The second one is the vocal laggard and this is a person who is very vocal about perhaps not wanting the change, doesn’t understand the change and the good thing is, very active, very vocal but may not be vocal in the ways that we want.

And the last one and maybe the most difficult to identify is the silent saboteur. This person might sit in a meeting and nod his or her head and be in agreement. Then, all of a sudden, the meeting ends and everything changes. Those would be three types of behaviors that we see in a large operational excellence initiative or any type of change.

PEX Network: How do you recognize whether you’ve got a silent saboteur or a reluctant leader in your midst?

Jerry Richardson: Well, obviously, the ones that are the silent saboteurs are a little harder to identify and sometimes that’s just talking with other people involved in the initiative and sussing out the behavior. Sometimes people say one thing in a meeting and then you follow up with their colleagues and say, well, what do you think of the overall view?

So, I think, you need to do your homework in getting out and talking to people. Very much, we see organizations or people rely on an email or very passive forms of communication and believing that they’ve dealt with the communications issues and the reality is you need to go and talk to people.

In almost anything you look at, the leadership needs to be visible and committed and supportive of the initiative. When you have a reluctant leader you need to have more of a one-on-one conversation with them to understand the reason for their reluctance. Is it a public speaking piece? Is it that they have problems with the approach or the benefits? If you want to be successful, you need to understand what the reluctance is and get those addressed or you will likely not have a successful initiative.

PEX Network: And the other one, I can’t remember—the outspoken guy…?

Sheryl-Ann Carscadden: The vocal laggard. There are lots of different names for this type of behavior.

When dealing with a vocal laggard you need to address the behaviour very quickly. Often a one-on-one, off-site approach will work to understand what is driving the the behavior. Have they had a bad experience with a project in the past that failed? Are they afraid? Fear is quite a big driver of people being willing to put themselves out there against something. Or is it that they simply don’t understand why things have to be so different?

There are a number of possible drivers in behind it. However, if the behavior cannot be curtailed, then actions have to be taken.

PEX Network: you have any other advice on dealing with some of these types of behaviors that might come up on your projects? And I imagine too, you’re probably dealing with more than one and a continuum, as well, of the behaviors. How do you deal with all these variables?

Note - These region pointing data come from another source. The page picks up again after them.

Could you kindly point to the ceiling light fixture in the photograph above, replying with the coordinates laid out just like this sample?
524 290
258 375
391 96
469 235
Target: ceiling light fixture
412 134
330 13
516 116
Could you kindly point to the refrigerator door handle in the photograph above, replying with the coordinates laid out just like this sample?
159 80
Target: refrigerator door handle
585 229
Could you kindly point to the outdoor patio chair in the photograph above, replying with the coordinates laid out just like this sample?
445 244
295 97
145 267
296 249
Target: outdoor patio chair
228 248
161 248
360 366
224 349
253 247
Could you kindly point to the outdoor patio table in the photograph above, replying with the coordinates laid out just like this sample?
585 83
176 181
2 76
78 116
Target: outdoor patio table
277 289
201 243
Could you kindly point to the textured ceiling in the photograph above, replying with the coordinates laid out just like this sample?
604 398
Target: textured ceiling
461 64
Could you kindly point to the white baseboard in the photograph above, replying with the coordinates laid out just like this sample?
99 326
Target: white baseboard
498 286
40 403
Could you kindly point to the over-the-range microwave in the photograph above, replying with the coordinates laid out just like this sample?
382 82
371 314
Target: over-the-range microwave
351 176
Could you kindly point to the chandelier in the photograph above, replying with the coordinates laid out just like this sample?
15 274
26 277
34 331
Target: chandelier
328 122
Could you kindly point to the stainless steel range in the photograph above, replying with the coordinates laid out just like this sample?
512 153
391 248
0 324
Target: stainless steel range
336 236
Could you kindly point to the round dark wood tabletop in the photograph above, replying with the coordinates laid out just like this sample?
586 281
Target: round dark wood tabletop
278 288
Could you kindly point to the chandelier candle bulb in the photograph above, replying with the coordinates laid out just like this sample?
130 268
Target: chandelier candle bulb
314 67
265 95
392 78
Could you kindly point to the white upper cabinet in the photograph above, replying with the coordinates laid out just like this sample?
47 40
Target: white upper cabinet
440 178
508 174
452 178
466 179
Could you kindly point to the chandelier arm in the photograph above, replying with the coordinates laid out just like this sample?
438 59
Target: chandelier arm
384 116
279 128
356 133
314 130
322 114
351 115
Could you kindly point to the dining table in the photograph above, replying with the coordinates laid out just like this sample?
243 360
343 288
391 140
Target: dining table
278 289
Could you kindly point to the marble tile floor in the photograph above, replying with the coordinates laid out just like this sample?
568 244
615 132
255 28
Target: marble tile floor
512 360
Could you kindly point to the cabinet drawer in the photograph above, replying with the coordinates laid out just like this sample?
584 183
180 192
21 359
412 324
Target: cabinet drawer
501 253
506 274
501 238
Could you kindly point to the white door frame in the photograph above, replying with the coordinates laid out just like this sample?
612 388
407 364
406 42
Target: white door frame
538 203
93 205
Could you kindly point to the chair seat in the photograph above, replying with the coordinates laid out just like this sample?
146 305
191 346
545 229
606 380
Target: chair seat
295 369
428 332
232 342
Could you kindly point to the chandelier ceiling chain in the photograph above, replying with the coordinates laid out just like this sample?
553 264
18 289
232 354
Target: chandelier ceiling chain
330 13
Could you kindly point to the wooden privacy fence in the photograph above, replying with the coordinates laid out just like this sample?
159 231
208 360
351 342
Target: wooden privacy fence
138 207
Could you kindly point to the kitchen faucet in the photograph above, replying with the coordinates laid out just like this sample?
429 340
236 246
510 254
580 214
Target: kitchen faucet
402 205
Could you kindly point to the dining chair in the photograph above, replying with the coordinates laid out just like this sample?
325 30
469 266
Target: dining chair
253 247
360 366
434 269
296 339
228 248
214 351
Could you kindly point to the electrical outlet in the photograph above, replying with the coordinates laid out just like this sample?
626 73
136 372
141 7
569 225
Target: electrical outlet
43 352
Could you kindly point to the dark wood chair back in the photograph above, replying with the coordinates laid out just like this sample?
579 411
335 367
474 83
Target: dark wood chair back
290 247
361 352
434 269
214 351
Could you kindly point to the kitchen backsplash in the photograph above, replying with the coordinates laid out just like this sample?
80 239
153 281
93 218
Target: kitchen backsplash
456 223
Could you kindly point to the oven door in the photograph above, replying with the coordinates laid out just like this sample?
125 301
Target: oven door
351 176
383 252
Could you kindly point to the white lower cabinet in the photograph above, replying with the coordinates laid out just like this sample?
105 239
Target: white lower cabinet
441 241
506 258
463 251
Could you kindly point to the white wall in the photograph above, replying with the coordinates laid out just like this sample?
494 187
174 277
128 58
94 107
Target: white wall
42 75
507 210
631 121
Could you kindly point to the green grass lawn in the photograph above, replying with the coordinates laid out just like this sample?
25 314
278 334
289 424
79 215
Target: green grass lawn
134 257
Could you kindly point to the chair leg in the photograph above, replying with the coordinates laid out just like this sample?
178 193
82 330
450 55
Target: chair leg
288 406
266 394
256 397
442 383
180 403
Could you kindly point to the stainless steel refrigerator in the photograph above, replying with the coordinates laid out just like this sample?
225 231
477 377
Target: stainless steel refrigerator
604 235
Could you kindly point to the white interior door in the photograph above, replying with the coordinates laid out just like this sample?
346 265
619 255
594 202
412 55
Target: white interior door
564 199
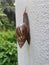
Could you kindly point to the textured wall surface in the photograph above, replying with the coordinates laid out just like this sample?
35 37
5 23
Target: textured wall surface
38 11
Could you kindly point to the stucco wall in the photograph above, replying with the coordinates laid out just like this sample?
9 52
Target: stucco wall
38 51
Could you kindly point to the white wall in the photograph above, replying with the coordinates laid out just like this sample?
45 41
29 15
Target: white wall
38 51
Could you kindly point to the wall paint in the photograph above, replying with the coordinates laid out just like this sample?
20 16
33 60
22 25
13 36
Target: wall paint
38 51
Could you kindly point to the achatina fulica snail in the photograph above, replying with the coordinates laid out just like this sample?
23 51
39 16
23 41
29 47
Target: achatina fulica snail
23 31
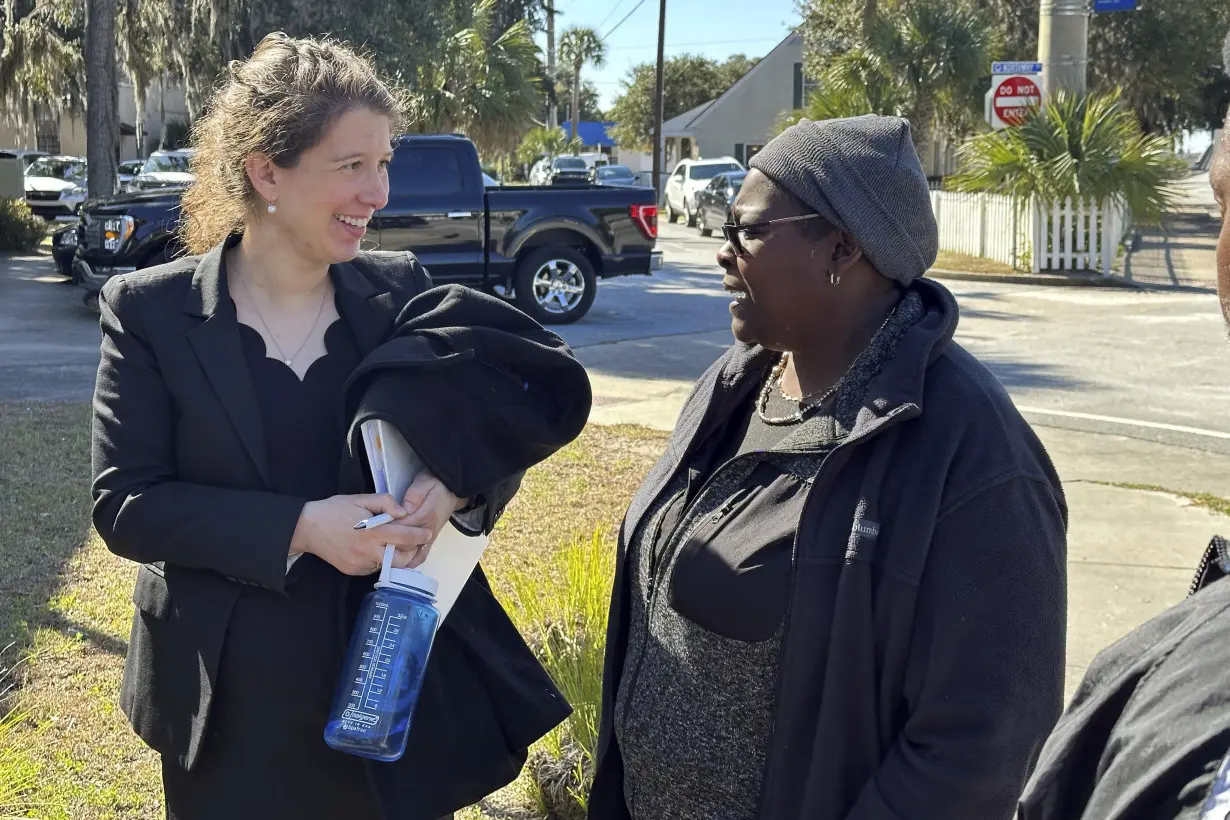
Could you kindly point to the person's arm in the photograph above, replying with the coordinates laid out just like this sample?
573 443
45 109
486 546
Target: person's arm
985 675
480 514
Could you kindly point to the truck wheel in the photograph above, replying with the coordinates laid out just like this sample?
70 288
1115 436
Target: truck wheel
556 285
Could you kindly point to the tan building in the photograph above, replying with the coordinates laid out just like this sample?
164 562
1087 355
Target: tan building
65 133
739 122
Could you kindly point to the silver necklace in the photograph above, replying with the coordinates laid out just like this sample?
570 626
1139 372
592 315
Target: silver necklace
288 360
805 405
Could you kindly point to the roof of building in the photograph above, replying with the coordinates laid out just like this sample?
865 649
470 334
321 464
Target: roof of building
684 123
592 133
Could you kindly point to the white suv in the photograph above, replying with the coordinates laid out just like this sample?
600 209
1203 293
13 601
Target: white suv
686 181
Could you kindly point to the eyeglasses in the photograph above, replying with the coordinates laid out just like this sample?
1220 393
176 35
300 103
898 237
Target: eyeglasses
732 231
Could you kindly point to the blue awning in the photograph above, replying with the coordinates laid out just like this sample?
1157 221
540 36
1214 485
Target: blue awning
592 133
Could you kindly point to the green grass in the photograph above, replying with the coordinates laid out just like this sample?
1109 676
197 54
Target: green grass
963 262
65 605
1209 502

Sheryl-Ann Carscadden: There are three very explicit strategies to start: listen, listen, listen.

This is especially important when you’re operating remotely or operating across multiple groups or dealing with people that perhaps you’ve never worked with before. You need to try to understand what it is that is driving their behavior.

However, once you’ve listened – and because this is such an environment of get it done and the time frames are very tight and the expectations are very high and it’s a very demanding industry - then assessments need to be made and decisions need to be made so that you don’t have this aerodynamic drag on an excellent policy, an excellent plan or program that has good governance but you just can’t get the people on side.

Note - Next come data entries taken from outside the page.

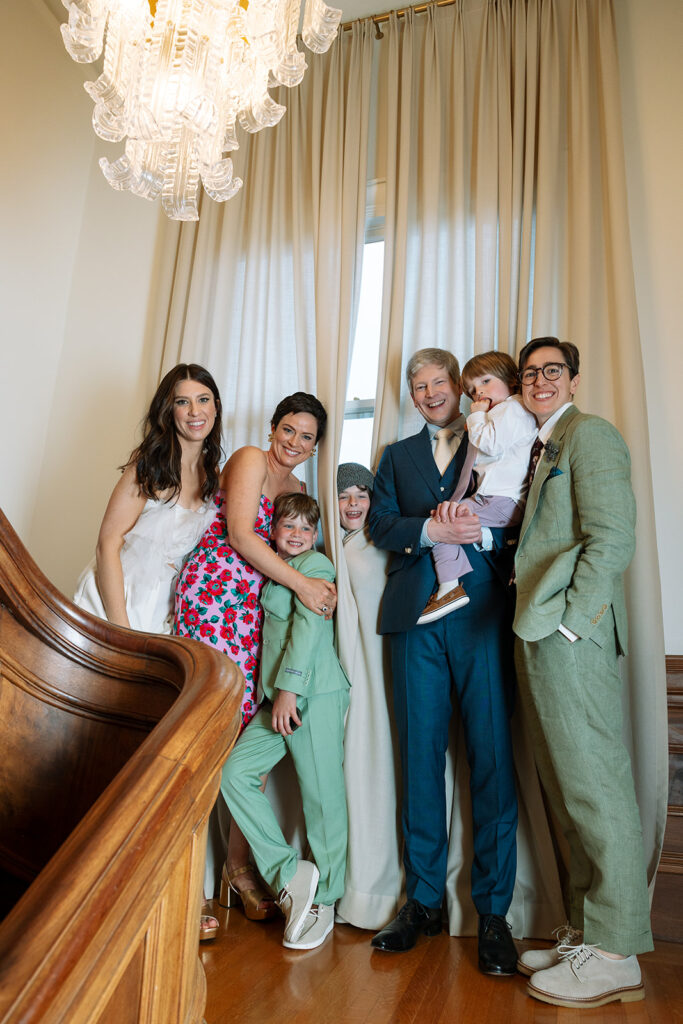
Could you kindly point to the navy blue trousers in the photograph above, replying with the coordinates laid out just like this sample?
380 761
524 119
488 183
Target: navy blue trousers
465 657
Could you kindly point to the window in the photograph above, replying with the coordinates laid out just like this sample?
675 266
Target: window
359 410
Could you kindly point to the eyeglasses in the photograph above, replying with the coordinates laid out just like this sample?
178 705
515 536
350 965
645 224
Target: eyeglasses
551 371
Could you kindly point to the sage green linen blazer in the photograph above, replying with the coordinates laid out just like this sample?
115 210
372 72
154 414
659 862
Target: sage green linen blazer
578 535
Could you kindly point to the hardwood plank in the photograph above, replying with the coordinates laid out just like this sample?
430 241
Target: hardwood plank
253 979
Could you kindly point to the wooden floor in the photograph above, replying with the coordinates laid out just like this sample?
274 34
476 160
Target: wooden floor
253 979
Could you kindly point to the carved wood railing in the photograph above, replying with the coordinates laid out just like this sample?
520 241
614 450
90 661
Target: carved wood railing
112 744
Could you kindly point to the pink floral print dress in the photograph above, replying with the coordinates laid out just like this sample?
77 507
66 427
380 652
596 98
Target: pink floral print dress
217 598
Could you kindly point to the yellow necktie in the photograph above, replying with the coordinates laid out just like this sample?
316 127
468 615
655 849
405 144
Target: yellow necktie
442 450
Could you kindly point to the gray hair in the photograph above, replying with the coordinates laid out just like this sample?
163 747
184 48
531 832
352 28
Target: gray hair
437 356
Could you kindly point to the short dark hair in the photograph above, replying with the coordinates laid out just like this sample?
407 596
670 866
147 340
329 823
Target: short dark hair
569 351
497 364
301 401
291 505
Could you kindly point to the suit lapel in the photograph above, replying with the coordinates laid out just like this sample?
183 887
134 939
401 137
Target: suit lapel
420 451
544 468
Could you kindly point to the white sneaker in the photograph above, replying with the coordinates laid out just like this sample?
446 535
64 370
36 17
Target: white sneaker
318 924
541 960
587 978
296 897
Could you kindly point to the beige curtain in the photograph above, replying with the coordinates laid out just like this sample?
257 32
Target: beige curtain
499 136
263 289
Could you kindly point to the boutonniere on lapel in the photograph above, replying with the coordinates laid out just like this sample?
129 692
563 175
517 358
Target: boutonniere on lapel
551 453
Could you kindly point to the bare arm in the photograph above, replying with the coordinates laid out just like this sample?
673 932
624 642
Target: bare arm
122 513
243 480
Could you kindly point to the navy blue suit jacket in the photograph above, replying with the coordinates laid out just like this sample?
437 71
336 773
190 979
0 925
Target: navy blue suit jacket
408 485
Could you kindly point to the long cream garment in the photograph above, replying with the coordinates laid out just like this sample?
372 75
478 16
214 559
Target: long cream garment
374 888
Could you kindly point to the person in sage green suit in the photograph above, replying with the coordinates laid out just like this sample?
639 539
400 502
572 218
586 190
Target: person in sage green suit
577 539
305 699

So I would recommend a couple things: going to where those folks are, speaking to them directly, taking people off site, and going to the go-to person.

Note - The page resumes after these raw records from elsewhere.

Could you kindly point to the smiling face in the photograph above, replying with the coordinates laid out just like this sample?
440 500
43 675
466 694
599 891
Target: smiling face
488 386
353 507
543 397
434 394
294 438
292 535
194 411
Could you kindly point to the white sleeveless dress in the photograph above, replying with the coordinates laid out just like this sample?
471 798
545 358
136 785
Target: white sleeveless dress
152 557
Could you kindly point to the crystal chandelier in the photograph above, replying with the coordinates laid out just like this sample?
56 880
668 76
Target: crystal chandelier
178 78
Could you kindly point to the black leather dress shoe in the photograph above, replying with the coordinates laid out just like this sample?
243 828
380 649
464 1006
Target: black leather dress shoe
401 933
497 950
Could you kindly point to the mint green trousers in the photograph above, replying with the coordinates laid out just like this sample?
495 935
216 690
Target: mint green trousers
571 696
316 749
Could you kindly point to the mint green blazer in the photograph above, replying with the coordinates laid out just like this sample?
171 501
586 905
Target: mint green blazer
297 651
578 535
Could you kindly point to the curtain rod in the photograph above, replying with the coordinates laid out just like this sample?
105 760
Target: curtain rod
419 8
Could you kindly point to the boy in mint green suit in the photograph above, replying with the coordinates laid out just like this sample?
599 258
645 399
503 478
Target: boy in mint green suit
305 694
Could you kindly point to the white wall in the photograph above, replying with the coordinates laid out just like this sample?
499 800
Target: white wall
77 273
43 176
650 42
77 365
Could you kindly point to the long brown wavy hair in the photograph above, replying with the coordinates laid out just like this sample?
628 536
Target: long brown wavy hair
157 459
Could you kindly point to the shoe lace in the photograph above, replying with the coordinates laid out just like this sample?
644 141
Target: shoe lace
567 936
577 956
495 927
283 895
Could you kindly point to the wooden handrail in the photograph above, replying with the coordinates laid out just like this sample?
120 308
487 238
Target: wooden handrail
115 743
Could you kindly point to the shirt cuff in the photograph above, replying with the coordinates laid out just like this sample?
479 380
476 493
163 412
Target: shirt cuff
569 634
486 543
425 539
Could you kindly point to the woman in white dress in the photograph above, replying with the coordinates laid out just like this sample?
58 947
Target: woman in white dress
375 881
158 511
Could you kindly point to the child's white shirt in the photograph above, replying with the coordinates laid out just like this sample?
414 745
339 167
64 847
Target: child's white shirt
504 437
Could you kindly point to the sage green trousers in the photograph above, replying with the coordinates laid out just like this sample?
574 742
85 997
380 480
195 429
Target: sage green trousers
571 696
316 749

Jerry Richardson: I agree completely with everything Sheryl-Ann has said. I think, also, that you need to put yourself in a place so you can listen. That could be different vehicles such as, as Sheryl-Ann mentioned, going to the place where they’re meeting. So it could be surveys, it could be just going out to the work sites and talking with people; not just talking with the stakeholders, but the people who are the customers of the processes or stakeholders and getting their perspectives so you do get a stronger view of who really is supportive and more importantly why they are not supportive so you can understand. Is it apathy? Is it resistance? What can you do to get them engaged?